Friday 19 January 2018

Ex-schools rugby player gets €2.75m over brain injury

Lucas Neville outside court with his mother Michelle Neville yesterday. Photo: Courtpix
Lucas Neville outside court with his mother Michelle Neville yesterday. Photo: Courtpix

Tim Healy

The mother of a young man who received €2.75m damages after a head injury during a schools rugby match said that neither the school nor the hospital have apologised.

Lucas Neville, now aged 22, suffered a head injury during rugby training on November 11, 2009, and played in a match 17 days later.

He again suffered a head injury and collapsed on the sidelines.

The school accepted that he should not have been permitted to play at that time, the High Court was told during the hearing to assess damages.

He was left with a permanent brain injury with serious adverse implications for his future educational and employment prospects, the court was also told.
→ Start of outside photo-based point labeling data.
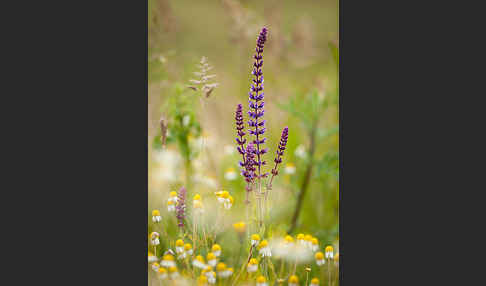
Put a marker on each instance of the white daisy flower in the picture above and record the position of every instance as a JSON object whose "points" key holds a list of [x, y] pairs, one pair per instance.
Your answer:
{"points": [[188, 249], [152, 257], [168, 261], [252, 265], [179, 246], [216, 249], [172, 197], [228, 150], [320, 258], [261, 281], [293, 281], [301, 239], [211, 259], [156, 216], [162, 273], [155, 266], [174, 274], [154, 238], [255, 239], [170, 206], [199, 262]]}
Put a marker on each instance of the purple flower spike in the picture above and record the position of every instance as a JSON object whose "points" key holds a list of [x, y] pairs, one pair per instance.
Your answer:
{"points": [[181, 207], [256, 96], [249, 171], [280, 152]]}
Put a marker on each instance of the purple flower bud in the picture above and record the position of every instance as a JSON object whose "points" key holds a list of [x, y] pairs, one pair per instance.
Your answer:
{"points": [[280, 150], [181, 207]]}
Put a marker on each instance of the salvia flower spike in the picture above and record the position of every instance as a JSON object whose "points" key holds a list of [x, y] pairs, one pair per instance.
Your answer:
{"points": [[181, 207], [240, 140], [256, 102], [279, 153]]}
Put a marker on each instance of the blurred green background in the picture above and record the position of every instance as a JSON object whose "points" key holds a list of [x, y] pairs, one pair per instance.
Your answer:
{"points": [[301, 88]]}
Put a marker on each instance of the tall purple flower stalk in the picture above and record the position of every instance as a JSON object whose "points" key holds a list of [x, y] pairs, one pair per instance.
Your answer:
{"points": [[250, 163], [256, 103], [280, 151], [181, 207]]}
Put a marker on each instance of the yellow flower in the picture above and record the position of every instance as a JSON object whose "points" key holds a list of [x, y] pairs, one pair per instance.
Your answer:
{"points": [[170, 206], [202, 280], [221, 267], [216, 249], [239, 227], [329, 252], [156, 216], [319, 258], [293, 280], [225, 194], [199, 262]]}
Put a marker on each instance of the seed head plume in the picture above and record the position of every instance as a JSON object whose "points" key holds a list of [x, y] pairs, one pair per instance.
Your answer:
{"points": [[203, 82]]}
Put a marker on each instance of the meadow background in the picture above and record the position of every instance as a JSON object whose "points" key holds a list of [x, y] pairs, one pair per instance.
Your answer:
{"points": [[301, 92]]}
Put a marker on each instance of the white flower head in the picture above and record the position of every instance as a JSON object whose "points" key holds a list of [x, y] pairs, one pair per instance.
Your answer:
{"points": [[154, 238], [199, 262], [319, 256], [168, 261], [152, 258], [155, 266]]}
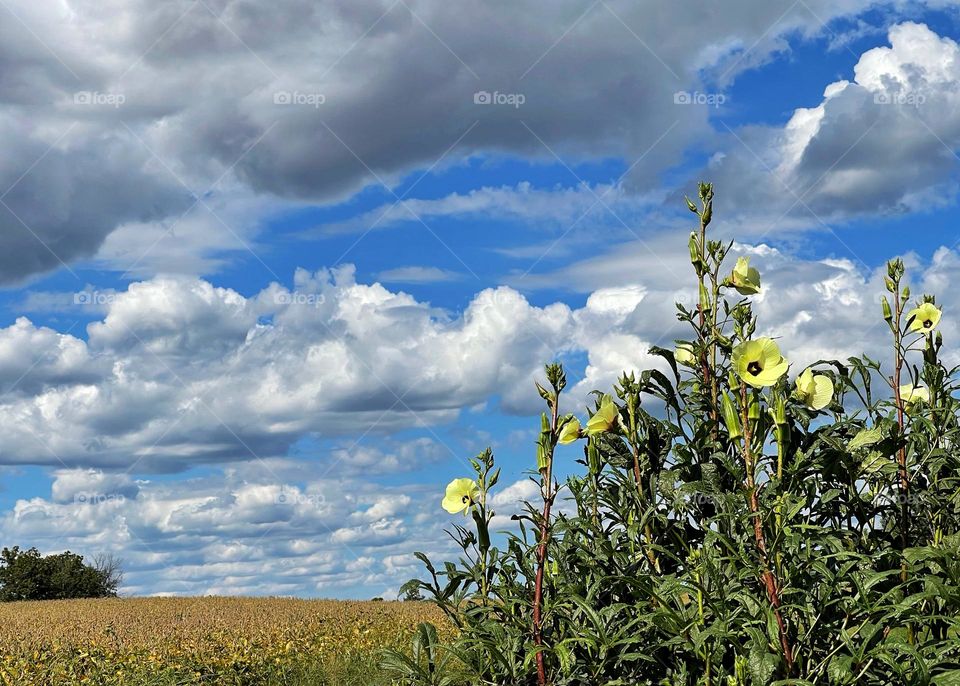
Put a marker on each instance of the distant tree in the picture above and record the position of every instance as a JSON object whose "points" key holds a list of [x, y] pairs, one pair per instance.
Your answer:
{"points": [[28, 575], [412, 593]]}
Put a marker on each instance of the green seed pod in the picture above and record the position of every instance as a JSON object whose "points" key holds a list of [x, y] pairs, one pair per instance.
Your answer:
{"points": [[887, 312], [730, 417]]}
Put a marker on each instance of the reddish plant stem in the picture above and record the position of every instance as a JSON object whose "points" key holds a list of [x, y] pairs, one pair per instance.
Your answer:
{"points": [[902, 452], [768, 578], [547, 473]]}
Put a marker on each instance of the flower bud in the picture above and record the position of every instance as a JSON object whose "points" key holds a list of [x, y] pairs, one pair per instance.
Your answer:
{"points": [[694, 249]]}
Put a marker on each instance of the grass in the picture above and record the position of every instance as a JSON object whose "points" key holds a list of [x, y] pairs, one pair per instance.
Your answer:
{"points": [[222, 641]]}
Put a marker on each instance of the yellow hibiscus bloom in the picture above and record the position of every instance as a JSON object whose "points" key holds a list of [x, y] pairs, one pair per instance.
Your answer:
{"points": [[461, 495], [759, 362]]}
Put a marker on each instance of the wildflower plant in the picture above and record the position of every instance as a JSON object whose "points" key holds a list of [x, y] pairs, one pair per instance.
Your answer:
{"points": [[727, 519]]}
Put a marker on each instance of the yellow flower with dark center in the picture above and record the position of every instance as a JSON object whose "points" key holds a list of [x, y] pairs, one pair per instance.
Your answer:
{"points": [[605, 418], [759, 362], [745, 279], [461, 495], [924, 319], [570, 431], [911, 394], [814, 390]]}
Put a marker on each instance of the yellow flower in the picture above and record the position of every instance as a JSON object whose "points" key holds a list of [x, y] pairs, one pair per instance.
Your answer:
{"points": [[605, 418], [684, 355], [745, 279], [814, 390], [924, 319], [570, 431], [759, 362], [461, 495], [911, 394]]}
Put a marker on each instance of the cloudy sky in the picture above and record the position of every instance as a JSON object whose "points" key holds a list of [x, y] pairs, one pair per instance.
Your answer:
{"points": [[271, 272]]}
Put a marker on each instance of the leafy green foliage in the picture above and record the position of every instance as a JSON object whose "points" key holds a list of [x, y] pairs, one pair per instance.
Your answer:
{"points": [[27, 575], [724, 525]]}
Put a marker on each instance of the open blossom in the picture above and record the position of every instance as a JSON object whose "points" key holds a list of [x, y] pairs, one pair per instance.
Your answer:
{"points": [[745, 279], [924, 319], [605, 418], [461, 495], [570, 431], [759, 362], [814, 390], [910, 394]]}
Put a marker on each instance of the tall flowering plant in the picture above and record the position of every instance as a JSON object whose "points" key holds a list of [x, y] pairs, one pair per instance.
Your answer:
{"points": [[727, 519]]}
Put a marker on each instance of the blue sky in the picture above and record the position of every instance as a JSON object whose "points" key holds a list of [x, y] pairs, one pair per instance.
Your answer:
{"points": [[268, 282]]}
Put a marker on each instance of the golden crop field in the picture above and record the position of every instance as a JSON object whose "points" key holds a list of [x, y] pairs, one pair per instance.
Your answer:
{"points": [[229, 641]]}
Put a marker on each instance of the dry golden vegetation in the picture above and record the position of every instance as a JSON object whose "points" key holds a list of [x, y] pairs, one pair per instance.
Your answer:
{"points": [[166, 641]]}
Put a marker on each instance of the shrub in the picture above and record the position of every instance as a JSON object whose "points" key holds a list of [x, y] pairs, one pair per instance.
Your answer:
{"points": [[730, 521], [27, 575]]}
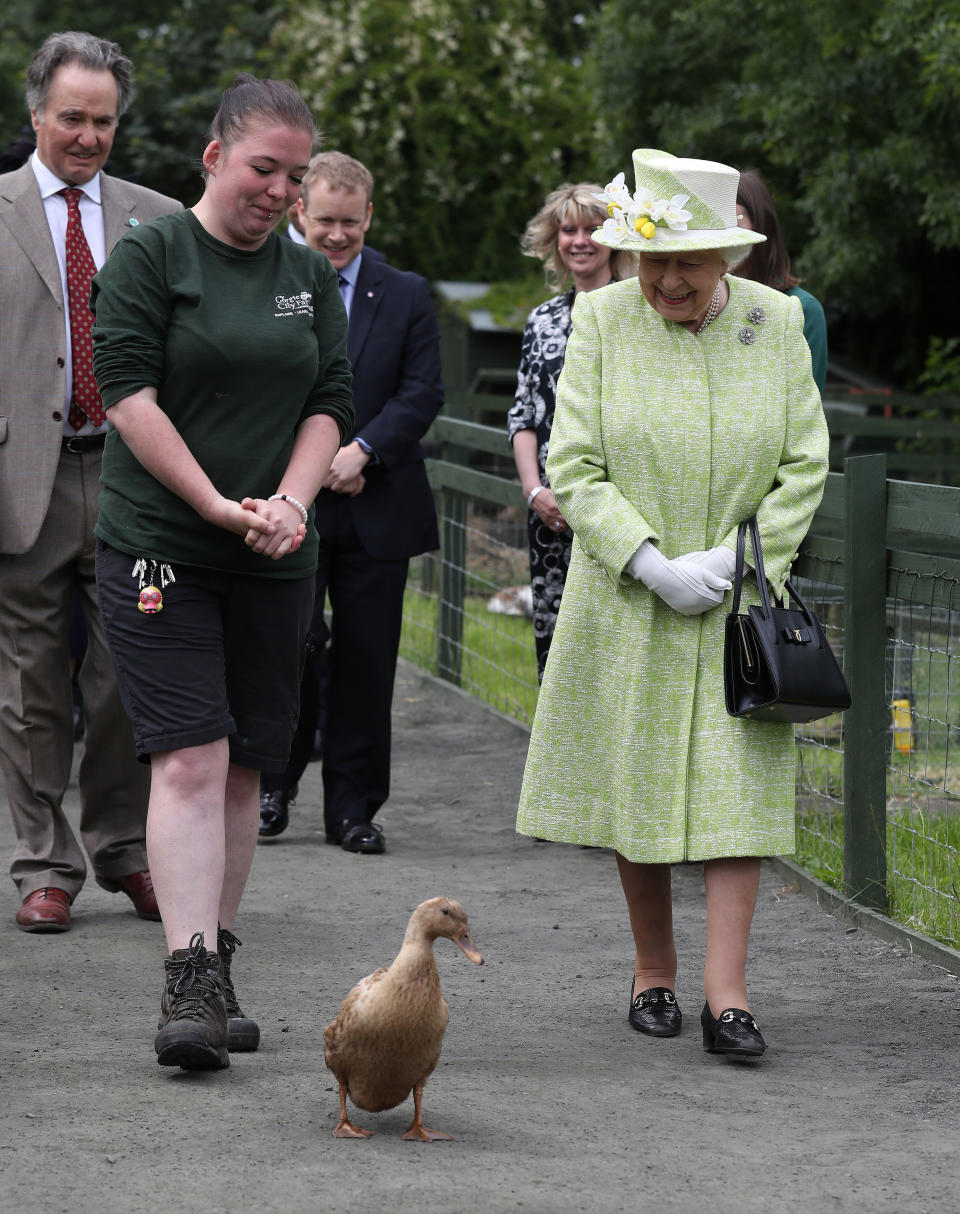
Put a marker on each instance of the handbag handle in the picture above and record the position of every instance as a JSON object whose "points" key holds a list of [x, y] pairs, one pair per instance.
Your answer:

Yesterday Mr Neville secured the damages after he sued his former school St Michael's College, Ailesbury Road, Dublin, and St Vincent's Healthcare Group.

Mr Neville's mother Michelle said it was a matter of regret to herself and her son they had never received any apology from either his former school or St Vincent's Hospital.

"What happened to him and what he went through should not have happened," she said. "An apology would be nice."

The defendants were not in court when the settlement was ruled yesterday.

Both defendants had earlier admitted liability but disputed Mr Neville's claim for €5m damages.

A central dispute between the sides related to the fact the original claim included a €2m amount for future care.

The case had been at hearing for two weeks to assess damages, and that hearing was due to resume tomorrow.

After talks between the sides, Ms Justice Mary Irvine was told yesterday an offer of €2.75m, plus costs, had been made.

Ms Justice Irvine told Mrs Neville that while no money would ever give her son back what he should not have lost, the court trusted his very experienced lawyers.

Mrs Neville said she also trusted their lawyers but had some concerns whether the amount would meet all his future medical and educational needs.

The judge also said the litigation process did not require any party to apologise – and the court could not take the absence of an apology into account.

The way a trial was managed might sometimes be taken into account, she added.

During the assessment hearing, the court was told Mr Neville, of Pembroke Lawns, Ballsbridge, Dublin, had received some treatment at St Vincent's for the earlier head injury of November 11, 2009

He went again to the hospital on November 15 because he was suffering headaches and eye problems.

His mother asked that a scan be carried out of his head, but said she was assured that was not necessary.


Had that scan been performed it would have shown a subdural haematoma – which could have been evacuated – and Mr Neville would not have gone back to school where he suffered the second head injury during the match, said Mr Neville's counsel Bruce Antoniotti.

When his mother contacted the school in relation to his November 11 injury, she was assured of a protocol that students who suffered head injuries were not permitted to participate in contact sports for three weeks.

However, on November 28, 2009, some 17 days later, when Mr Neville was on the subs bench during a match between St Michael's and St Mary's, he was called on to play for the final minutes of that match.

He again suffered a head injury and collapsed on the sidelines at the final whistle.

The school accepted he should not have been permitted to play, the court heard.

Mr Antoniotti yesterday said while his side considered the value of the case was some 10pc more than the offer, there was a risk his client could get less as the damages aspect was being hard fought.

Counsel said it had been suggested on behalf of the school that a sum claimed for retrospective care, including for time spent with him in hospital after he suffered his injuries was "obscene" – but that suggestion was later withdrawn.

Mrs Neville had provided care beyond what anyone, even a mother, could be expected to provide, counsel said.

During submissions as to what aids and appliances Mr Neville would need into the future, there was a dispute over shoelaces, counsel added.

The judge approved the €2.75m settlement with a payment out of €100,000 for the care provided by Mrs Neville to date, plus special damages of €15,000.